Nuove prospettive per il trattamento della sindrome AEC, una rara malattia genetica dell’infanzia, caratterizzata da erosioni cutanee estese e ricorrenti, spesso croniche, soggette a infezioni e tali da richiedere medicazioni continue, con un impatto severo sulla qualità della vita dei pazienti.
I ricercatori del CEINGE, guidati da Caterina Missero, professore ordinario di Biologia Molecolare presso il Dipartimento di Biologia all’Università Federico II, hanno individuato un meccanismo innovativo per "riprogrammare" il gene p63, centrale per la salute dell'epidermide, che potrebbe in futuro essere utilizzato per terapie dermatologiche più efficaci e a più ampio raggio.
Gli studiosi hanno dimostrato che, invece di correggere singole mutazioni, è possibile indurre le cellule a produrre una variante più corta e stabile della proteina p63, normalmente presente a bassi livelli nella pelle, ma capace di svolgere correttamente le funzioni essenziali per l'epitelio. «Questo approccio – spiega la professoressa Missero - elimina l'accumulo di forme tossiche della proteina e ripristina la resistenza meccanica delle cellule cutanee».

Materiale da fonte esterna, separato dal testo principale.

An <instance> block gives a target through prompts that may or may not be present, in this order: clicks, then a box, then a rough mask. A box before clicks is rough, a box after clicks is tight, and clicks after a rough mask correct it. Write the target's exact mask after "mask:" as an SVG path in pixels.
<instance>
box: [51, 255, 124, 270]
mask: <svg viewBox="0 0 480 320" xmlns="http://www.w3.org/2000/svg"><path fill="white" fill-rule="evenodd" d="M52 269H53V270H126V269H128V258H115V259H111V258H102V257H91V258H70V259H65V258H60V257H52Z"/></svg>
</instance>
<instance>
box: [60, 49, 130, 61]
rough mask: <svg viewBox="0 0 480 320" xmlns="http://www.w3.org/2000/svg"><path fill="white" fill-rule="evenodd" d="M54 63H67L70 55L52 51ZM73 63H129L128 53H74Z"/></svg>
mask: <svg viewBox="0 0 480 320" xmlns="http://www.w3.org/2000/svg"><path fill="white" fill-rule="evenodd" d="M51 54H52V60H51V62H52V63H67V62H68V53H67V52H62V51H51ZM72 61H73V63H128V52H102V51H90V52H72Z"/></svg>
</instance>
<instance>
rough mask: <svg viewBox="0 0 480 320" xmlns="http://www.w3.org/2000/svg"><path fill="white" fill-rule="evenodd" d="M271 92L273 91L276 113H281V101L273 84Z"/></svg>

I risultati della ricerca, pubblicati sulla rivista internazionale Molecular Therapy*, indicano una strategia terapeutica potenzialmente applicabile a molti pazienti, indipendentemente dal tipo specifico di mutazione. «Il nostro studio dimostra che è possibile aggirare il difetto molecolare alla base della malattia, senza intervenire direttamente sul DNA e senza alterare l’equilibrio funzionale della pelle», spiega Daniela Di Girolamo, ricercatrice del Dipartimento di Biologia UNINA presso il CEINGE. «Questo apre la strada a trattamenti più mirati e potenzialmente più sicuri, con l’obiettivo di ridurre la fragilità cutanea e migliorare concretamente la qualità di vita dei pazienti affetti da malattie genetiche rare della pelle», conclude la Missero.